Yuk was assassinated in 1974, and her father did not remarry. The last time she saw her father was in 1978. In 1979, her father was assassinated. The night before the assassination, she reportedly saw him in a dream. In the dream, she saw someone inform her father that she was nearby, but he ignored her and walked away.

== Later life and death ==
Unlike many of her half-siblings, she was rarely in the public spotlight in South Korea. This was reportedly by intent. She attended few major family events. For over half of her father's time in office, she was overseas with her husband, in the United States, Chile, and Canada. Han worked a variety of diplomatic roles during that period.

She later expressed regret for rejecting her father's apologies, and wrote that she came to understand and accept her father more as she aged.

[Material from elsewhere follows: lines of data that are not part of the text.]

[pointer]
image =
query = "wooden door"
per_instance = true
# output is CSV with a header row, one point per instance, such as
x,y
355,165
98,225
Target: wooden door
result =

She died in Seoul, on July 8, 2020, at the age of 83. A memorial was held for her at Severance Hospital on July 10. A number of notable lawmakers and businesspeople visited. Notably, her half-sister President Park Geun-hye was reportedly not expected to attend the funeral, as she was then on trial for corruption charges. Furthermore, Park Geun-hye did not make any public indications that she would leave prison to attend the funeral upon hearing the news.